Will the recent positive trend continue leading up to its next earnings release, or is Capital One due for a pullback? Before we dive into how investors and analysts have reacted as of late, let's take a quick look at its most recent earnings report in order to get a better handle on the important drivers.

Capital One Q3 Earnings and Revenues Beat, Costs Decline Y/Y

Capital One’s third-quarter 2020 adjusted earnings of $5.05 per share easily outpaced the Zacks Consensus Estimate of $1.99. Also, the figure was 52% above the year-ago quarter level.

The results reflect an improvement in non-interest income and lower expenses. Further, credit costs declined mainly due to reserve releases during the quarter. However, decline in loan balance and lower interest rates were headwinds.

After taking into consideration non-recurring items, net income available to common shareholders was $2.32 billion or $5.06 per share, up from $1.27 billion or $2.69 per share in the prior-year quarter.

Revenues Improve, Expenses Down

Total adjusted net revenues were $7.35 billion, up 3% from the prior-year quarter. The figure also beat the Zacks Consensus Estimate of $6.71 billion.

NII fell 3% from the prior-year quarter to $5.56 billion. NIM also declined 105 basis points (bps) to 5.68% due to lower yields on interest-earning assets.

Non-interest income of $1.83 billion jumped 49% from the prior-year quarter.

Non-interest expenses were $3.55 billion, down 8% from the year-ago number. Rise in other costs, and salaries and associate benefit expenses were more than offset by fall in marketing costs and amortization of intangibles.

Efficiency ratio was 48.07%, down from 55.64% in the year-ago quarter. A fall in efficiency ratio indicates improvement in profitability.

As of Sep 30, 2020, loans held for investment were $248.2 billion, down 1% from the prior quarter. Total deposits, as of the same date, were on par sequentially at $305.7 billion.

Credit Quality: Mixed Bag

Provision for credit losses plunged 76% on a year-over-year basis to $331 million. The fall was largely due to $742 million reserve release. Further, the 30-plus day performing delinquency rate declined 131 bps to 1.97%.

However, allowance, as a percentage of reported loans held for investment was 6.50%, up 368 bps.

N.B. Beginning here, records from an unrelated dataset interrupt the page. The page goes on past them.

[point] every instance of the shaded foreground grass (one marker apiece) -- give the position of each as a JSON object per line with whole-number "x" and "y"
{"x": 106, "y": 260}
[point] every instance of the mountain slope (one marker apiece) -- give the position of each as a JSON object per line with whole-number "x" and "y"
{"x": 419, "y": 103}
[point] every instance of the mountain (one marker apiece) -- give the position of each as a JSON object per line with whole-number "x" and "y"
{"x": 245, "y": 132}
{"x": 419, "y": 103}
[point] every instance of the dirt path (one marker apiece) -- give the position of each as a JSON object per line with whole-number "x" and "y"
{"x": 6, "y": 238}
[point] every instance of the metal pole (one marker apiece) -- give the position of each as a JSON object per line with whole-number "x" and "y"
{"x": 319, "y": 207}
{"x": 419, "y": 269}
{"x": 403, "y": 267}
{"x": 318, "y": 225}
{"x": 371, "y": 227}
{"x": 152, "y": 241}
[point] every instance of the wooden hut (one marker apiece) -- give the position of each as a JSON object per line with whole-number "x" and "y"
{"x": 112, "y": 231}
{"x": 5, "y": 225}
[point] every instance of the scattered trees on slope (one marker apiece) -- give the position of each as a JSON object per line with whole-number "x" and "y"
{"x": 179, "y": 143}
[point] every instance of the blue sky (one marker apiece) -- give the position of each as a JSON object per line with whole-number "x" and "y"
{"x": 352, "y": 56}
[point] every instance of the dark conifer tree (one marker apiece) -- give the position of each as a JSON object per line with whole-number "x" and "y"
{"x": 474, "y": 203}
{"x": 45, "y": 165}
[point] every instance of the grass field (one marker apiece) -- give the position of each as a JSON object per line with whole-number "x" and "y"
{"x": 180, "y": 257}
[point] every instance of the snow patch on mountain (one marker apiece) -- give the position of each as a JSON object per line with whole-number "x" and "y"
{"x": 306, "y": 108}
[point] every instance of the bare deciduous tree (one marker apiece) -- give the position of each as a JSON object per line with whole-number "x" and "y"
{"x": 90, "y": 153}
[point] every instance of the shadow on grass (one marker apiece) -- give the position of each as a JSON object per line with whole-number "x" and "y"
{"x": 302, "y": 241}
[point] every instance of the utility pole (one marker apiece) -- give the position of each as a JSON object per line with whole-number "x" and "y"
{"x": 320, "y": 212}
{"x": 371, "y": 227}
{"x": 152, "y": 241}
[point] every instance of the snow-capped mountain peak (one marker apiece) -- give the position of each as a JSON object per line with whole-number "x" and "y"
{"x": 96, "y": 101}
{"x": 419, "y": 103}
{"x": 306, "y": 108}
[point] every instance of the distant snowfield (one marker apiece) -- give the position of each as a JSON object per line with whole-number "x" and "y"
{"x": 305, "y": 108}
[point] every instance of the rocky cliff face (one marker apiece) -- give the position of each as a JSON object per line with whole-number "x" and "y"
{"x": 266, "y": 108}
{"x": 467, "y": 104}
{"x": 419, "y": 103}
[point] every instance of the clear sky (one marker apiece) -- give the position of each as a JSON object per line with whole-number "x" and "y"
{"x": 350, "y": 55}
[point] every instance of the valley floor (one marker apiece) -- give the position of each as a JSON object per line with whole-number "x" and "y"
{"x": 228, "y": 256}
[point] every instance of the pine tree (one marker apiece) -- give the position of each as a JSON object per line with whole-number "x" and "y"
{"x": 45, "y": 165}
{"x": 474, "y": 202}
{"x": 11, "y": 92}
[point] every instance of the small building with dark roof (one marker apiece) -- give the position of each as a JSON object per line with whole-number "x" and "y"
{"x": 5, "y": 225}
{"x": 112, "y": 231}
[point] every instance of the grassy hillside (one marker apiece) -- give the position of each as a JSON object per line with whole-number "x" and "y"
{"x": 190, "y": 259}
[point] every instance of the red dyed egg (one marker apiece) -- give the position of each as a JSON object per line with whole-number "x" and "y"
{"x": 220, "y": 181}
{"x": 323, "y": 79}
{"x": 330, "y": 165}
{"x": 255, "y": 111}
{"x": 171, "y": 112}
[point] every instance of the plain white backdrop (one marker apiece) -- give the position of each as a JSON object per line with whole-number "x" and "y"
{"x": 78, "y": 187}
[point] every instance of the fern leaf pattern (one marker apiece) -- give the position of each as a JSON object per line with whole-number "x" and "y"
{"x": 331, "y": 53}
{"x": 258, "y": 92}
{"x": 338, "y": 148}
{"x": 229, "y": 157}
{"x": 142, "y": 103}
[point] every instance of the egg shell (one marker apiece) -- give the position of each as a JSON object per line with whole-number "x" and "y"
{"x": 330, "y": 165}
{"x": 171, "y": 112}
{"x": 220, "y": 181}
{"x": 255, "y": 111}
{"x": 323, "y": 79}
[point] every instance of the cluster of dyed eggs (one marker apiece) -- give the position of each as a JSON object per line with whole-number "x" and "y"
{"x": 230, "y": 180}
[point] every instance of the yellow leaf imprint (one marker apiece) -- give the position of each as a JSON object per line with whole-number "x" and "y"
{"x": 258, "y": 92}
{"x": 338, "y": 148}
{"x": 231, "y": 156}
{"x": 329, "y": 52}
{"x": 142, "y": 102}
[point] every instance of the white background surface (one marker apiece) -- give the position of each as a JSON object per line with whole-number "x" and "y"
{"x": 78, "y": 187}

Also, net charge-off rate decreased 10 bps year over year to 2.38%.

Capital Ratios Improve

As of Sep 30, 2020, Tier 1 risk-based capital ratio was 14.8%, up from 14.4% a year ago. Further, common equity Tier 1 capital ratio was 13% as of Sep 30, 2020, up from 12.5% as of Sep 30, 2019.

Outlook

The company expects to redeem its outstanding preferred stock Series F in the fourth quarter of 2020. This will result in a one-time charge, which will likely reduce net income available to common shareholders by $17 million in the quarter.

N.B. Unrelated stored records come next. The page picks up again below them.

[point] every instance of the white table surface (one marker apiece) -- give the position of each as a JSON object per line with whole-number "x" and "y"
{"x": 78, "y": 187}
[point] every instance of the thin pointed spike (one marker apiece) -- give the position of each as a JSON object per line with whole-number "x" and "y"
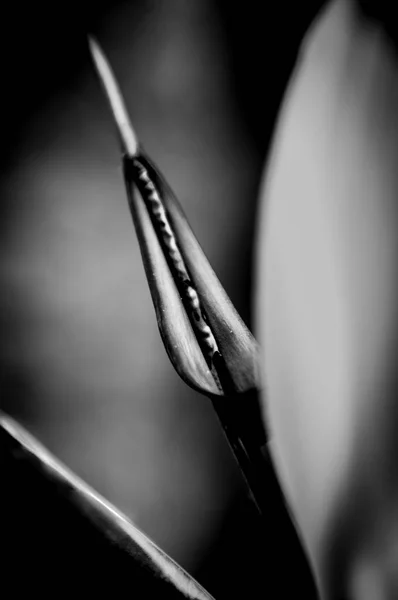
{"x": 126, "y": 132}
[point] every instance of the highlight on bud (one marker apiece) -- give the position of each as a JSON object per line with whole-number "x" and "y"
{"x": 206, "y": 340}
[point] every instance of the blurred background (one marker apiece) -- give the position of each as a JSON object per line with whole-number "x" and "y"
{"x": 81, "y": 361}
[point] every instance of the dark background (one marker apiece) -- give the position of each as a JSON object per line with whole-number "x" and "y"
{"x": 44, "y": 56}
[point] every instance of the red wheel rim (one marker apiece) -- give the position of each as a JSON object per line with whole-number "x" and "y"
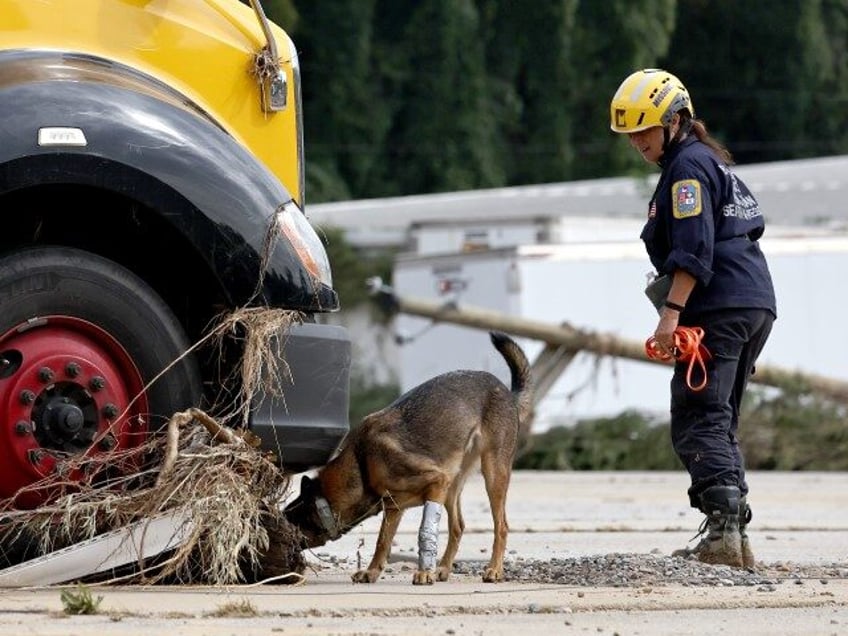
{"x": 69, "y": 391}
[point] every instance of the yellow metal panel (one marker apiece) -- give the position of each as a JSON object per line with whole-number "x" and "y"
{"x": 202, "y": 48}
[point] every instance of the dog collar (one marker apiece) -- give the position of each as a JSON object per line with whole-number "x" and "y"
{"x": 326, "y": 517}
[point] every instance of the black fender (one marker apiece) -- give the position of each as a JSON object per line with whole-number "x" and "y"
{"x": 147, "y": 141}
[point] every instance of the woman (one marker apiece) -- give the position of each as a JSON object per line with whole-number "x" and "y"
{"x": 702, "y": 231}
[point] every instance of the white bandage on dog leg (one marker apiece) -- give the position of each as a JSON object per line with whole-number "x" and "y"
{"x": 428, "y": 535}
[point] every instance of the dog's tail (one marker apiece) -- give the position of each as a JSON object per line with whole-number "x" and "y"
{"x": 519, "y": 369}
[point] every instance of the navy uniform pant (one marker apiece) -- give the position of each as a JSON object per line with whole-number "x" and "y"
{"x": 704, "y": 423}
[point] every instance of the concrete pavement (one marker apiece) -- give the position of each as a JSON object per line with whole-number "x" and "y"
{"x": 798, "y": 517}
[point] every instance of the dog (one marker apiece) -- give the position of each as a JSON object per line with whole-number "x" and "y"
{"x": 419, "y": 451}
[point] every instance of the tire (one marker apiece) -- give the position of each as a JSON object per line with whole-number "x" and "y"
{"x": 81, "y": 338}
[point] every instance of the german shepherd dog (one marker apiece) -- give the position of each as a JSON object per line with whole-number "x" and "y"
{"x": 418, "y": 451}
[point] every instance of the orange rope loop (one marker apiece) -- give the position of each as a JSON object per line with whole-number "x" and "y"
{"x": 687, "y": 348}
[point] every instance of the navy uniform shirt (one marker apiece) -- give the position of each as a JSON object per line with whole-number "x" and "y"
{"x": 704, "y": 220}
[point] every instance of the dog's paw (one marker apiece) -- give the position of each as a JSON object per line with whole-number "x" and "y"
{"x": 493, "y": 575}
{"x": 365, "y": 576}
{"x": 423, "y": 577}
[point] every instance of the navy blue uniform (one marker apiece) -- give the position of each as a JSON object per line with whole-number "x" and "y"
{"x": 704, "y": 220}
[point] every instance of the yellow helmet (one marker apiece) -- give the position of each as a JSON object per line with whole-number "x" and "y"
{"x": 648, "y": 98}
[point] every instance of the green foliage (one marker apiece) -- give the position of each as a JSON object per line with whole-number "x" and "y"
{"x": 80, "y": 601}
{"x": 793, "y": 431}
{"x": 627, "y": 442}
{"x": 778, "y": 431}
{"x": 407, "y": 98}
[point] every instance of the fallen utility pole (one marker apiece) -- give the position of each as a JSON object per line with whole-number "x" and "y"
{"x": 573, "y": 340}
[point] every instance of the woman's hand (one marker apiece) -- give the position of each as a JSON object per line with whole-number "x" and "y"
{"x": 664, "y": 333}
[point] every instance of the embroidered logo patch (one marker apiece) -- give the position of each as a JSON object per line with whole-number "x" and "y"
{"x": 686, "y": 198}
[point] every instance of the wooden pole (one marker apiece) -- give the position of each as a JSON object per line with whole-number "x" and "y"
{"x": 594, "y": 342}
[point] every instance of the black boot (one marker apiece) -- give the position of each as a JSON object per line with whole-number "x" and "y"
{"x": 745, "y": 515}
{"x": 722, "y": 544}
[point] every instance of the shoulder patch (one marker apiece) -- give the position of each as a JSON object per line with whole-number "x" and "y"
{"x": 686, "y": 198}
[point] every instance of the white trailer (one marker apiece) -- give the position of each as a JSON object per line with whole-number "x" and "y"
{"x": 599, "y": 286}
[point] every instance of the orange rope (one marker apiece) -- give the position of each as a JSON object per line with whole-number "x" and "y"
{"x": 687, "y": 348}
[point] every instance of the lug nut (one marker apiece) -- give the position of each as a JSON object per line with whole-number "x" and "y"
{"x": 108, "y": 443}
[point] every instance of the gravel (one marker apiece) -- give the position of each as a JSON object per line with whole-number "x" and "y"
{"x": 636, "y": 570}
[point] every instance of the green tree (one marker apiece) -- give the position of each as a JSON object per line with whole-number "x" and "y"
{"x": 442, "y": 135}
{"x": 763, "y": 74}
{"x": 612, "y": 39}
{"x": 531, "y": 69}
{"x": 345, "y": 118}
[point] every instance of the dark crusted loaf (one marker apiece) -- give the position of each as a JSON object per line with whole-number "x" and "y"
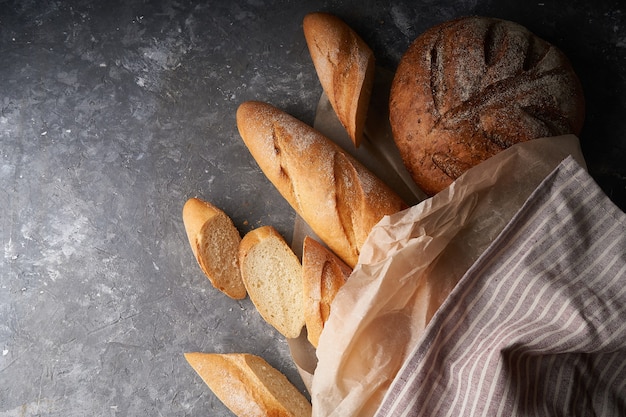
{"x": 469, "y": 88}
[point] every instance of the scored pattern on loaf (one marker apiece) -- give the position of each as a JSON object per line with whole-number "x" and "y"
{"x": 469, "y": 88}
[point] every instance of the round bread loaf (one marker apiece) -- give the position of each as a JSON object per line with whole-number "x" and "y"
{"x": 469, "y": 88}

How Have Estimates Been Moving Since Then?

In the past month, investors have witnessed an upward trend in estimates review. The consensus estimate has shifted 47.51% due to these changes.

VGM Scores

Currently, Capital One has a nice Growth Score of B, however its Momentum Score is doing a bit better with an A. Following the exact same course, the stock was allocated a grade of A on the value side, putting it in the top quintile for this investment strategy.

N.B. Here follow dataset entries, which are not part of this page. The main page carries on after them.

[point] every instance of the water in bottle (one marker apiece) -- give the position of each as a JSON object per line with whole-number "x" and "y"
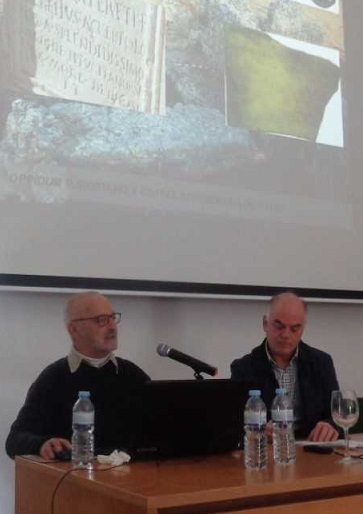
{"x": 83, "y": 426}
{"x": 255, "y": 440}
{"x": 282, "y": 415}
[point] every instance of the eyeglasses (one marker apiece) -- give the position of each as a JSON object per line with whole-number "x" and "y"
{"x": 102, "y": 320}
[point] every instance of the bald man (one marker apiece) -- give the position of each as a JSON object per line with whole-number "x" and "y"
{"x": 44, "y": 423}
{"x": 284, "y": 360}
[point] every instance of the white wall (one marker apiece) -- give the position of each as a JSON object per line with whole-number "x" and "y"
{"x": 216, "y": 331}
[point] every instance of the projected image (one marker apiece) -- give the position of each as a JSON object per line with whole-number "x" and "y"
{"x": 150, "y": 104}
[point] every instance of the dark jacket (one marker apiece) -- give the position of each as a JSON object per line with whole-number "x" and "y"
{"x": 47, "y": 411}
{"x": 316, "y": 375}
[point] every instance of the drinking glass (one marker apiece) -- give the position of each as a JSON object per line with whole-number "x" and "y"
{"x": 345, "y": 414}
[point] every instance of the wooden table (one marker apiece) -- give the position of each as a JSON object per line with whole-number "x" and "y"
{"x": 215, "y": 484}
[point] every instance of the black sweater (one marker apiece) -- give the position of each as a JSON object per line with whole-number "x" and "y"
{"x": 47, "y": 411}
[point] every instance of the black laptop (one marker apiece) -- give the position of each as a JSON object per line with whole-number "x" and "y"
{"x": 181, "y": 418}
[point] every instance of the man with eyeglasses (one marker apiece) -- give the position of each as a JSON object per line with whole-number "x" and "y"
{"x": 284, "y": 360}
{"x": 44, "y": 423}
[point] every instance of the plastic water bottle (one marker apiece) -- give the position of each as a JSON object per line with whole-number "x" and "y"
{"x": 83, "y": 426}
{"x": 255, "y": 440}
{"x": 283, "y": 435}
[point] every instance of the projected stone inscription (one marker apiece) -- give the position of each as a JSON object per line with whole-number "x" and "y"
{"x": 97, "y": 51}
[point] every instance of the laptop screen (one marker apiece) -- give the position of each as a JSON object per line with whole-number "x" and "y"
{"x": 189, "y": 417}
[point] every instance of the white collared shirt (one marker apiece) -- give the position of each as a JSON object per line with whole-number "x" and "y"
{"x": 75, "y": 358}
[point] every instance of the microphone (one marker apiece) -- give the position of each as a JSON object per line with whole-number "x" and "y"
{"x": 165, "y": 350}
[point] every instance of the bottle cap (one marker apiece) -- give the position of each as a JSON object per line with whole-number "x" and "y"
{"x": 84, "y": 394}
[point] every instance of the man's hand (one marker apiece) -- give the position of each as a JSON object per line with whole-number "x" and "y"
{"x": 53, "y": 446}
{"x": 323, "y": 431}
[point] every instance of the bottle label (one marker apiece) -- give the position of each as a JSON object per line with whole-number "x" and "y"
{"x": 83, "y": 418}
{"x": 282, "y": 415}
{"x": 255, "y": 418}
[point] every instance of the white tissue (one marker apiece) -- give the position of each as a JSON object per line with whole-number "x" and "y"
{"x": 116, "y": 458}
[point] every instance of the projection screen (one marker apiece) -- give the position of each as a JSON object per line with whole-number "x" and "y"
{"x": 198, "y": 146}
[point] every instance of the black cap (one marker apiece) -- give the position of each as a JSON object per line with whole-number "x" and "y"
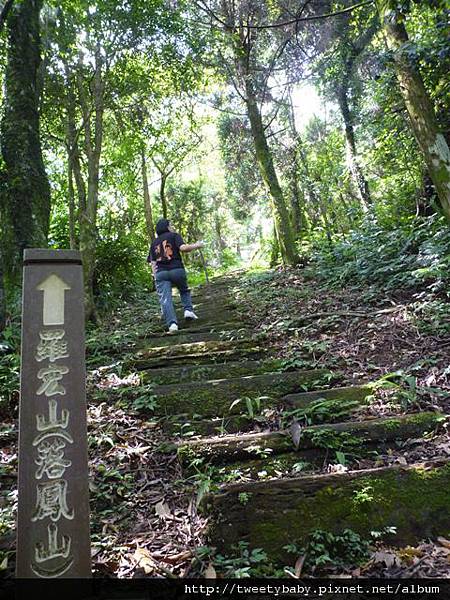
{"x": 162, "y": 226}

Overall, the stock has an aggregate VGM Score of A. If you aren't focused on one strategy, this score is the one you should be interested in.

Outlook

Estimates have been trending upward for the stock, and the magnitude of these revisions looks promising. Notably, Capital One has a Zacks Rank #3 (Hold). We expect an in-line return from the stock in the next few months.